The second feature-length audio commentary features the film's producer David Kirschner and screenwriter Don Mancini. The producer and writer kick the track off talking about United Artists and how the studio isn't what it was when the film was originally made. They talk about how the franchise wound up at Universal having started out at United Artists. Again, these two remain largely screen-specific as they comment on the locations, casting the various roles, especially the challenge of casting Andy. It's interesting to hear these two talk about the voodoo elements of the film, the development of the story and how they all came together. Memories are shared about the production, working with the cast and also other producers such as Oscar winner Barrie M. Osborne and what he brings to complicated film shoots. Some repeat information is found here in regards to the dolls design, and some background on the production. Overall I found this track a much more enjoyable commentary than the previous, and worth listening to.

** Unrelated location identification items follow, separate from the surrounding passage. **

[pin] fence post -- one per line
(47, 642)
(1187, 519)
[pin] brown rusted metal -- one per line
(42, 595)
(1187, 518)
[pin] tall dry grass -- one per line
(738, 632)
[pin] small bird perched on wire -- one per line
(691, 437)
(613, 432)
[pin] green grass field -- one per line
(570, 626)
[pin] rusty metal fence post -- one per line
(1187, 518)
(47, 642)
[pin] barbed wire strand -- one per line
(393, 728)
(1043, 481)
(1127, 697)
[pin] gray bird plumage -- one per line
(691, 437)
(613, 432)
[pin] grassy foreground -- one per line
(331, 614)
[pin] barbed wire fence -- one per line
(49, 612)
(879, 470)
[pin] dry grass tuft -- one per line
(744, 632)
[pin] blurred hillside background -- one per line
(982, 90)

There's also some select scene audio commentary by Chucky himself. Brad Dourif lends his creepy voice once again to the doll as he provides a commentary on a select grouping of scenes from the film. In character he talks about the kills and how they bring back so many memories. It's a nice novelty extra but gets a bit tedious after a while.

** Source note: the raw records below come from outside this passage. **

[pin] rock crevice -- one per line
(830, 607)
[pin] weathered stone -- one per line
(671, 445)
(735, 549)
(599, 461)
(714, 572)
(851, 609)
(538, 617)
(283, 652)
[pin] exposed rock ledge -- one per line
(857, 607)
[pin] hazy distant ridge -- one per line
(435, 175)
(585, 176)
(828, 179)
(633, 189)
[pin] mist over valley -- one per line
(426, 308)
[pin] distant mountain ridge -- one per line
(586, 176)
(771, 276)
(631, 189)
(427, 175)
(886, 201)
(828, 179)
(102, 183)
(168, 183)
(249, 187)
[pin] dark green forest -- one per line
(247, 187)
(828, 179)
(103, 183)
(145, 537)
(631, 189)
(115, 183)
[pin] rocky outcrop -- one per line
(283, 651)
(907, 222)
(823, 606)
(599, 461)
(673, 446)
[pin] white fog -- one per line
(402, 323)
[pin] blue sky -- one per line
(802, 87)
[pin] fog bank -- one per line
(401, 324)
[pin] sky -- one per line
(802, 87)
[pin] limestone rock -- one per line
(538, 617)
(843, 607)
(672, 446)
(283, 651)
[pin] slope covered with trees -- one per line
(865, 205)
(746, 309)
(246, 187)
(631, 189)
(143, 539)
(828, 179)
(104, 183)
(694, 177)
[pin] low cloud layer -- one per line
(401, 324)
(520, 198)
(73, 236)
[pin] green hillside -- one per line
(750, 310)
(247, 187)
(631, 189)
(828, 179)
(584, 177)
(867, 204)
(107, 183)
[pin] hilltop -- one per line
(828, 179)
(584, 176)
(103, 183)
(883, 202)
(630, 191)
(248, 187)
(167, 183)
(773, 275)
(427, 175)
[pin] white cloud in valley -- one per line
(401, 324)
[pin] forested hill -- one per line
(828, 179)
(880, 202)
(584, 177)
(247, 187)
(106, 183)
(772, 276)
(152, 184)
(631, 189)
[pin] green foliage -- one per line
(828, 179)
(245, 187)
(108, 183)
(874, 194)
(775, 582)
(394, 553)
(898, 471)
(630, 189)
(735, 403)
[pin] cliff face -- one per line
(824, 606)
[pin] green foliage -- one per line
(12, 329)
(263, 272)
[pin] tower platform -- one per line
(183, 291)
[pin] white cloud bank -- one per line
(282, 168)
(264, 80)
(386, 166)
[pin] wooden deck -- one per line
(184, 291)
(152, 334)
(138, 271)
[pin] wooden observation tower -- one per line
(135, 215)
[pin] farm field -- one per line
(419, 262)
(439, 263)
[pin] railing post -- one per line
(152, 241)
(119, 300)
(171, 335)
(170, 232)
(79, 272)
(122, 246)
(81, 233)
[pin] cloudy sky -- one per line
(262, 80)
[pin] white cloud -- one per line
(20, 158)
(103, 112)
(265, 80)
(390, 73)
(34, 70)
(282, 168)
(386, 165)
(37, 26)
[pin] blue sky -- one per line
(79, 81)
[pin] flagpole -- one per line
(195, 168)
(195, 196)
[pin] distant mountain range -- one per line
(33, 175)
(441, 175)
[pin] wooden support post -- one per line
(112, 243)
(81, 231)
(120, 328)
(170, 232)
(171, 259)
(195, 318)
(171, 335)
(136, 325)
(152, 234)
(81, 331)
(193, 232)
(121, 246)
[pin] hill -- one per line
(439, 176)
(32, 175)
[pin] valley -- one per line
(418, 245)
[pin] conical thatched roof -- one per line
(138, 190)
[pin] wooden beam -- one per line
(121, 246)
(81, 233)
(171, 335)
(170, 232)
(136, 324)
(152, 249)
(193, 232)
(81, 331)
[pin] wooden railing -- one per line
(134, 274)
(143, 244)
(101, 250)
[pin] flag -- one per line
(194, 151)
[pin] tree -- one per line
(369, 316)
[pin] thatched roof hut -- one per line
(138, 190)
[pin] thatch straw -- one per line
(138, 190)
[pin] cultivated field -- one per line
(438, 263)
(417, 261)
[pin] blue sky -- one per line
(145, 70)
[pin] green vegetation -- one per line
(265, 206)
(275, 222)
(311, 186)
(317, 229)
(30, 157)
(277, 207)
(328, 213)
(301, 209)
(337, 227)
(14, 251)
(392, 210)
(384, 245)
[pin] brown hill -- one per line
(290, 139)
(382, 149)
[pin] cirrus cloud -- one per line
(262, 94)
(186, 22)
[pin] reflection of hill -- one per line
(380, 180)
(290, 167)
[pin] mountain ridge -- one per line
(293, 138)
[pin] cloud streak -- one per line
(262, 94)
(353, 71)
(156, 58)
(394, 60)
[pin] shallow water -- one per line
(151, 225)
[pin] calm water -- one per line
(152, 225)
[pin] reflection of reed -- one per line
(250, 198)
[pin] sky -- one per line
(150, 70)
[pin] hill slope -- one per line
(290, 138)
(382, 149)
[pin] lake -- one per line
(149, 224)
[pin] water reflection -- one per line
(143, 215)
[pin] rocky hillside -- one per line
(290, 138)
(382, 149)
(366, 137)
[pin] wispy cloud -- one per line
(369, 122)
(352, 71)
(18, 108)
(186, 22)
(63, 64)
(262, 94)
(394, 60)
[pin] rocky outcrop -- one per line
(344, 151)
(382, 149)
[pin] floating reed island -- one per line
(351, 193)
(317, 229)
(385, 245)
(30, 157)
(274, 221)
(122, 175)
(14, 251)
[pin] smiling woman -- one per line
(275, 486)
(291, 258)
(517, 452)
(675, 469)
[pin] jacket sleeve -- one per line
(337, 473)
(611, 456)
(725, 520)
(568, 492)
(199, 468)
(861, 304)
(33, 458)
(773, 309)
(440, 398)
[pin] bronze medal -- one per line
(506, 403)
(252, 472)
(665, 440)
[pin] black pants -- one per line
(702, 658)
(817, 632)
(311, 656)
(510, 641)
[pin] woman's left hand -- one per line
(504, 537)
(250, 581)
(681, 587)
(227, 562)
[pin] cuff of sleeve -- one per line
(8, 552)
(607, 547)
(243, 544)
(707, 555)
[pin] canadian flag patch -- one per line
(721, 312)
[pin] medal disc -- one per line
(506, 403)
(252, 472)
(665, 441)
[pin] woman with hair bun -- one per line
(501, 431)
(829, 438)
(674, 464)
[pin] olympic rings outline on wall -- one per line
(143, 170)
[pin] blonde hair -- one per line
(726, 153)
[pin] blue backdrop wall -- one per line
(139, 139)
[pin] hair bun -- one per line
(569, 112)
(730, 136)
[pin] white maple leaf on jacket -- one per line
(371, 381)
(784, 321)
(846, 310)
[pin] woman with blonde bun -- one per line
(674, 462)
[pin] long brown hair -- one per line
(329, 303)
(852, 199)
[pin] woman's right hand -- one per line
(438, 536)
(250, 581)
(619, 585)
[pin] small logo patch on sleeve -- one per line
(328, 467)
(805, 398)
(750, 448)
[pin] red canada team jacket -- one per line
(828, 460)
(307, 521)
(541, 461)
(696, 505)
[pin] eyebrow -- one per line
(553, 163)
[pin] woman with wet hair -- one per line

"Evil Comes in Small Packages" is a 3-part documentary which can be viewed in parts or with a 'play all' option and feature:

- "The Birth of Chucky" runs for 7 minutes 20 seconds and examines the development and creation of the film. The clip looks at how the film is a commentary on the dark aspects of children's marketing. Screenwriter Don Mancini talks about writing the script, producer David Kirschner comments on discovering the script among other things including getting financing for the film. Interestingly enough the film was originally presented to Disney as producer Kirschner's first project to work on (obviously that didn't happen with Disney). The clip also looks at the evolution of the script and rewrites, the changes made from the original script and final version among other things.
- "Creating the Horror" runs for 12 minutes 10 seconds, the cast talk about what initially attracted them to the film, on casting the role of Karen and explores her back story and finding a little boy that can go through the various horrific moments of the film. The clip takes a look at establishing the dynamic between Alex Vincent and Catherine Hicks as they share their memories of the principle photography and on how the cast prepared for the film as we get a look at some vintage behind-the-scenes footage from the set as well as a look at the creation of the Chucky puppet.
- "Unleashed" runs for 5 minutes 20 seconds, takes a closer look at the editing process and the release of the film and how Don Mancini and David Kirschner would go to public screenings. The rest of the cast comment on the theatrical run of the film, the media reaction about the film, the fans that come out to horror conventions and impact the film had on its viewers.

"Chucky: Building a Nightmare" is a featurette which runs for 10 minutes 5 seconds. This takes a much closer look at the work of Kevin Yagher and his involvement in the Chucky films. The clip covers the development of the animatronic dolls that were created for the film, the design of the doll and the challenges that it posed the designers and effects crew.

Next up is "A Monster Convention" featurette which runs for 5 minutes 26 seconds, explores the fan conventions, where fans get to meet the principle cast in a Q&A.

"Introducing Chucky: The Making of Child's Play" is a vintage featurette which runs for 6 minutes 23 seconds and is your typical EPK clip that covers the basics of the production.

The film's original theatrical trailer is also included and runs for 2 minutes 8 seconds.

There's also a photo gallery which features 75 images.

Finally a bonus trailer is included for:

- "Fox Digital Copy" spot which runs for 1 minute 3 seconds.


This DVD edition includes all the same extras as on the Blu-ray disc and also adds a couple of bonus trailers for:

- "Mr. Brooks" which runs for 2 minutes 23 seconds.
- "Pathology" which runs for 2 minutes 13 seconds.